This blog used to be a life line for me. The good, the bad, and the unbearably ugly forced into words made me feel better instantly. Writing gave me therapy when there wasn't time (or money) to set up shop on a therapist's couch. Talking about motherhood gave me a chance to scream into the universe, "I hear you, I see you, I am you and I get it". Talking about children is what I've always done, even before I had my own. Fleshing out the grief of loss and depression in this safe space saved my soul so. many. times.
And now here I am. One day I moved through the grief and depression and simply started living the chaotic life of a mom of three, wearing a million hats at every turn. My how things can morph into something else before you know it. I started thinking, "why don't I write anymore?". What happened to that nagging NEED to get the words out? Where did it go?
I told myself someday it would come back, or not, and either would be okay. Today it occurred to me that I've spent a lot of time here writing about what scared me, what frustrated me, what is hysterical/amazing/terrifying about parenting, and what felt like daggers after death hit my world. Today I realized it's time to talk about being grateful. That's where I'm at and it feels more than good. It feels miraculous and perfect. When I did finally hit the therapist's couch with a resounding thud this is something she taught me. She said, "being grateful will bring you back to who you want to be".
And again, now here I am.
I am grateful for a husband who suggests driving two hours to walk across a swinging bridge and hike a mountain with three small children...no matter how insane that sounds.

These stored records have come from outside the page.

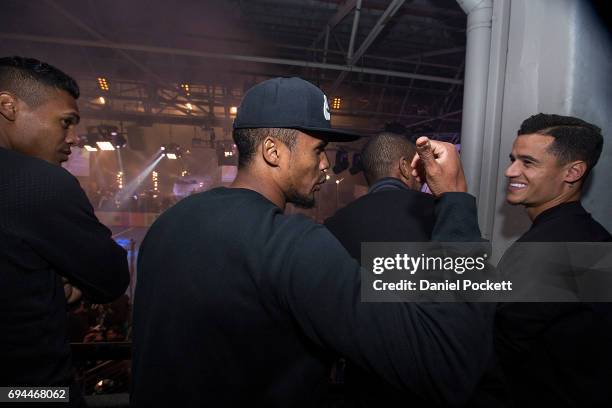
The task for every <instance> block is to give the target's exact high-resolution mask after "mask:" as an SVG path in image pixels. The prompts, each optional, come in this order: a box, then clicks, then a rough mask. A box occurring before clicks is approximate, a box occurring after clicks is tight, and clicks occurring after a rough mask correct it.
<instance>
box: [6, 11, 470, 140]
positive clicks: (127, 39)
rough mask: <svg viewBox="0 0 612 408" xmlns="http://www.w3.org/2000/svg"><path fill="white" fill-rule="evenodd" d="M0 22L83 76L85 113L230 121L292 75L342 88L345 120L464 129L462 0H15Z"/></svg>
mask: <svg viewBox="0 0 612 408" xmlns="http://www.w3.org/2000/svg"><path fill="white" fill-rule="evenodd" d="M0 23H1V25H0V27H1V28H0V54H2V55H24V56H33V57H35V58H39V59H41V60H44V61H47V62H50V63H52V64H54V65H56V66H58V67H59V68H61V69H63V70H65V71H66V72H68V73H69V74H71V75H73V76H74V77H75V78H76V79H77V80H78V82H79V84H80V85H81V88H82V98H81V99H80V106H81V110H82V114H83V116H84V117H85V118H92V119H101V120H118V121H127V122H133V123H136V124H140V125H150V124H153V123H168V124H185V125H192V126H202V127H224V128H226V129H229V127H230V126H231V120H232V117H233V113H232V112H233V111H232V109H231V107H232V106H237V105H239V103H240V100H241V98H242V95H243V93H244V91H245V90H246V89H248V88H249V87H250V86H252V85H253V84H255V83H257V82H260V81H262V80H264V79H267V78H270V77H274V76H289V75H291V76H300V77H302V78H305V79H307V80H309V81H311V82H313V83H315V84H317V85H319V86H320V87H321V88H322V89H323V90H324V91H325V92H326V93H327V94H328V96H329V97H330V99H333V98H340V101H339V103H340V107H339V109H334V111H333V114H332V115H333V117H334V125H335V126H338V127H347V128H353V129H357V130H359V131H361V132H363V133H373V132H375V131H377V130H380V129H381V128H382V127H383V126H384V124H385V123H388V122H400V123H402V124H404V125H406V126H407V127H408V128H409V129H411V130H413V131H415V132H459V130H460V119H461V105H462V80H463V66H464V59H465V58H464V57H465V26H466V16H465V14H464V13H463V11H462V10H461V9H460V7H459V6H458V5H457V3H456V1H455V0H412V1H411V0H227V1H198V0H183V1H178V2H172V3H171V2H147V1H145V0H132V1H120V0H108V1H94V0H41V1H36V2H24V1H20V0H5V1H4V2H3V13H2V15H0ZM98 78H105V79H106V81H107V84H108V90H103V89H101V87H100V84H99V81H98Z"/></svg>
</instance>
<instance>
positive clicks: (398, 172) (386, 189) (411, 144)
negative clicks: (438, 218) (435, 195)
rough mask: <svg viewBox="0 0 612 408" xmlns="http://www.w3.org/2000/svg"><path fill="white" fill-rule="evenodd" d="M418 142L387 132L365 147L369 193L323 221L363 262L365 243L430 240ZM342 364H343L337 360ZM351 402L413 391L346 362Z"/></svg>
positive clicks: (400, 405) (427, 195) (384, 399)
mask: <svg viewBox="0 0 612 408" xmlns="http://www.w3.org/2000/svg"><path fill="white" fill-rule="evenodd" d="M415 154H416V146H415V145H414V143H412V142H411V141H410V140H408V139H407V138H406V137H404V136H401V135H398V134H395V133H390V132H383V133H381V134H378V135H376V136H374V137H372V138H371V139H369V140H368V142H367V143H366V144H365V146H364V147H363V149H362V151H361V158H362V164H363V173H364V176H365V179H366V181H367V183H368V185H369V190H368V194H366V195H364V196H362V197H360V198H358V199H357V200H355V201H353V202H352V203H350V204H348V205H347V206H346V207H344V208H342V209H340V210H338V211H337V212H336V213H335V214H334V215H333V216H332V217H330V218H328V219H327V220H326V221H325V226H326V227H327V229H329V231H330V232H331V233H332V234H333V235H334V236H335V237H336V238H337V239H338V241H340V243H341V244H342V245H343V246H344V247H345V248H346V250H347V251H348V252H349V254H351V256H352V257H353V258H355V260H357V261H358V262H360V263H361V243H362V242H428V241H430V240H431V231H432V229H433V225H434V214H433V210H434V197H433V196H432V195H430V194H425V193H421V192H420V191H419V188H420V186H421V184H420V183H419V182H418V181H417V180H416V177H414V176H413V175H412V167H411V163H412V159H413V158H414V156H415ZM338 367H339V369H341V368H342V364H338ZM344 383H345V393H344V394H345V399H346V403H347V405H349V406H386V407H391V406H404V405H405V404H406V403H407V402H410V403H411V404H413V405H414V404H415V403H416V402H417V401H418V399H417V398H416V397H415V396H414V395H407V394H406V393H400V392H399V391H398V390H397V389H395V388H393V387H391V386H390V385H389V384H387V383H385V382H384V381H382V380H381V379H380V378H379V377H377V376H373V375H370V374H368V373H367V372H366V371H364V370H362V369H360V368H359V367H357V366H355V365H353V364H350V362H349V363H348V365H347V366H346V368H345V370H344Z"/></svg>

I am grateful for finally feeling capable of changing our lifestyle to be our own with the best of generations past and leaving behind the worst. As a parent, this has been a welcomed realization. We don't have to be conservative just because that's what our family has always been. We can put kindness and others first before money and self preservation simply because that's what humans should do. We can exercise every day and eat to live instead of living to eat. Better yet, we can teach our children this lifestyle so they aren't set up for failure...so that maybe they will be the first not to die young.
I am grateful for healthy children who climb mountains with us even if we have to talk them through it the entire time.
I am grateful for a home that gives us shelter, even in tight living quarters, while we teach our children that being well traveled and seeing the world is far more important than any other thing they could own or have.
I am grateful for friends who teach me how to be me when motherhood seems to squash the mother into oblivion.
I am grateful for the most mundane things like fresh vegetables, a cold beer, and a quiet house. I am grateful for new music, new waterfalls we haven't seen yet, and new recipes that sometimes get a resounding "yes!" instead of grimaces and whining.
Most of all I am grateful for this season of my life. This time where everything feels like too much....too much this, that, and everything else that has to be done when you have a big family to keep up with and tend to. This too much of everything is a full life and a glorious gift.